Nicolas: It is definitely a big plus. But I don't think you can work with only the Internet. That's an illusion. You cannot have a label -- even at the size of Ad Noiseam, which isn't huge -- and advertise only online, only communicate online. It helps in the beginning when you don't have money for advertising in a print magazine or when you don't have a distributor to take care of things in countries that you don't even know anything about.
It is interesting to get feedback from the whole world. I get email from people in Japan or South America that have listened to Ad Noiseam CDs. It's wonderful. These people probably wouldn't take a pen and paper and write me a letter to say what they think. So it is a big reward. But it is an illusion to think that you can only work through the Internet. If you do that, it stays very, very superficial. It is a very precise audience. If you want a wider audience, you have to work with print magazines, you have to get your CDs in stores and not just into Internet mailorder places.
As for distribution online, I think it is a good thing that you can order the CD from a place like Malignant or myself and get it delivered to your place, but I think it is still very important that you can still go to stores in your area where you can buy these CDs. I don't want to limit the audiences of Ad Noiseam's releases to just people who are in the know, that know where to find these CDs and stuff like that. I want people who have no idea about the CD to be able to go to the store and discover it, to find it in a store and listen to it and like it.
I think all of us when we started to listening to music, we were fifteen years old and we just went to the store and listened to what was there. We went to the store -- we didn't know what we wanted -- and we found something that we liked. We didn't already have an idea of what we wanted to buy because we had looked on the Internet. Well, there probably wasn't the Internet at that time, actually.
If you want to get fresh blood to listen to your music, you have to be physically there in the store. I would love to get Ad Noiseam in the supermarket because that would bring more people to the music. I'm totally opposed to limited edition releases. Music should be as widely available as possible.
Jonas: The downside to the Internet is that you are exposed to a lot of music these days. Too much music.
Nicolas: Too much music, and only two ears. [Laughs]

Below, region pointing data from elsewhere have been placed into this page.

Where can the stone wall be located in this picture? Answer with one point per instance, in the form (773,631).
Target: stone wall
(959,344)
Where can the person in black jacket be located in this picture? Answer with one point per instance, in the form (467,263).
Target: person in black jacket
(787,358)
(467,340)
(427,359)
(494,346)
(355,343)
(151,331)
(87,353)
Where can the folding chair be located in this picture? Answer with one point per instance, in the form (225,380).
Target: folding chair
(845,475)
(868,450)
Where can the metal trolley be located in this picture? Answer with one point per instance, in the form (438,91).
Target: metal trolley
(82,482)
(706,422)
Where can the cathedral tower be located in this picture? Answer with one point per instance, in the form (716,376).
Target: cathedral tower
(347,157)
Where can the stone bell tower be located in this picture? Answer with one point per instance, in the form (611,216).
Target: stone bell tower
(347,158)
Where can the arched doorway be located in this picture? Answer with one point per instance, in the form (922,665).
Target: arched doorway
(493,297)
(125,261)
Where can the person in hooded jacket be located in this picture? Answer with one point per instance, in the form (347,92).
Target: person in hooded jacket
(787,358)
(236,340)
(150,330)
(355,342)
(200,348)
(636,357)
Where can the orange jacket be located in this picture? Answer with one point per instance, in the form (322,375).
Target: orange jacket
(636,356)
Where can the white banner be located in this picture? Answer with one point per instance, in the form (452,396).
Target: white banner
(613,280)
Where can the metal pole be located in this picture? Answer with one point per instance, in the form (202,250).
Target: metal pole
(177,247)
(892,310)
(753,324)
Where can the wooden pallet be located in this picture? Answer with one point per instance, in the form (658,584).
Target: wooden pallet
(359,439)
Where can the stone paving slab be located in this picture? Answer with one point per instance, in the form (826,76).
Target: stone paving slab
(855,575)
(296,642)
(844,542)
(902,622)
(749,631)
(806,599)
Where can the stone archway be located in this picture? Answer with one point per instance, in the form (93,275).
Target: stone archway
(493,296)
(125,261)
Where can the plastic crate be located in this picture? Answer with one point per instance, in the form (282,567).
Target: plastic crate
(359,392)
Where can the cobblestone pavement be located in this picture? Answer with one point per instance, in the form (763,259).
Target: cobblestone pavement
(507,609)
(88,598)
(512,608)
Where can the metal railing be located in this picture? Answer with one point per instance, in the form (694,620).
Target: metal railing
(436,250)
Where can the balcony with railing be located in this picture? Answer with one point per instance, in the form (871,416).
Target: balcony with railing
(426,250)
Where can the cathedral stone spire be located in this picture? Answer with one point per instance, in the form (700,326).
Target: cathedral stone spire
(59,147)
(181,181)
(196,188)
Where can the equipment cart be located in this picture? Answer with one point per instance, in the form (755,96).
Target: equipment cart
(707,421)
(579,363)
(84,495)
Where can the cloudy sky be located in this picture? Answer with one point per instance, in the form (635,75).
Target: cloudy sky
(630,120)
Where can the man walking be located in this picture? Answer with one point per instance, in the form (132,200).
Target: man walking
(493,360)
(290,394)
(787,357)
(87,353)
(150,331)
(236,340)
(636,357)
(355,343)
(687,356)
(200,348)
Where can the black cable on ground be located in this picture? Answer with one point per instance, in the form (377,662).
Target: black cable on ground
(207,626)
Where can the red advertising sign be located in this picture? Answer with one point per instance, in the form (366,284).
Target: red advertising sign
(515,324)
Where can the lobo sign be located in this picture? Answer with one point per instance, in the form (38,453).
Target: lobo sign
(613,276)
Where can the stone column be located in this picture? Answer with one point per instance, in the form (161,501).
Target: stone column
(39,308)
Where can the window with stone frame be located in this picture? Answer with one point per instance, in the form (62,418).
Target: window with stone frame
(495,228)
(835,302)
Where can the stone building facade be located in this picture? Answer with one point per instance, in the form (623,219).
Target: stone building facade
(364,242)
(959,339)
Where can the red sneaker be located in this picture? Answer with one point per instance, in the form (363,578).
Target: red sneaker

How many records do you get a week?
Nicolas: [exhales and shakes his head tiredly]
Okay, let me rephrase: where do you find the time?
Nicolas: I can't listen to everything that I get. At home, I have between three and five hundred demos and albums that I should listen to and review, but I haven't gotten to them yet. I feel really bad about, but every day I get emails from people asking me when I am going to review their album and it is a huge pile. I will never see the end of it. I am sure of that, and I am sure that I miss very good things too. But I just can't do it.